趙文登大步走到尸體的邊上,重重推開擋在面前的朱護院,然后一伸手就準備掀起蓋著尸體的白布。
只聽“嗖”的一聲,趙文登的手還未觸碰到白布,躺在擔架上的尸體卻突然坐了起來,自己動手把身上的白布揭開,雙眼無神的盯著前方。
“我了個大擦!居然詐尸了!”趙文登離得最近,頓時被狠狠嚇了一跳,腳底一個踉蹌,上半身失去重心向后倒去,一屁股坐在了地上,手哆哆嗦嗦的指著張護院的尸體,渾身直打冷顫。
人群頓時嘩然,不少人都被嚇得花容失色,連連往后退,畢竟這么一個臉色慘青身上血跡斑斑的家伙,從白布下面突然坐起來,任誰都會被驚到的。
朱護院也被嚇得不輕,不過他倒是沒有趙文登那么狼狽,只是退了幾步,然后盯著張護院胸口的大洞,聲音顫抖的問道:“張師……師兄你……你怎么又……活過來了?難道是我看錯了,你真的沒有死?可是……可是也不對啊,你受了這么重的傷,怎么可能還活著呢?”
“都別鬧了!”坐在那里的張護院面色不變,直愣愣的盯著前方,開口說道:“我已經躺了那么久,懶得再裝死人了!你們還是趕緊把我抬回去吧,我不想再呆在這里丟人現眼,反正秦家賠不賠靈晶,都沒我什么事兒,這老半天的,躺得我腰都快斷了!”
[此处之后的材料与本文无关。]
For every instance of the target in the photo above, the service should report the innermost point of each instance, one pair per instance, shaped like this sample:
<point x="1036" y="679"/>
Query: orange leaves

雖然說了一大段,不過只要有心人注意觀察就會發現,張護院的聲音沒有絲毫的感**彩。不但聽上去冷冰冰的,而且還有些口齒不清。
“大……大家都看清楚了吧?”張護院話音剛落。小六子的聲音又響了起來,帶著一絲哆嗦說道:“我是不是沒說錯?那人確實沒有死。連他自己都說了,只是裝的而已!這下真相大白了,趙文登你難道還想狡辯么?”
剛才張護院突然坐起來的時候,小六子也是微微發愣,雖然他接到的命令只是過來搗亂而已,但親眼看見一個死人坐起來,他還是有點發憷,好在這小子比較機靈,立刻醒悟過來。順勢就又在言語上推動了一把。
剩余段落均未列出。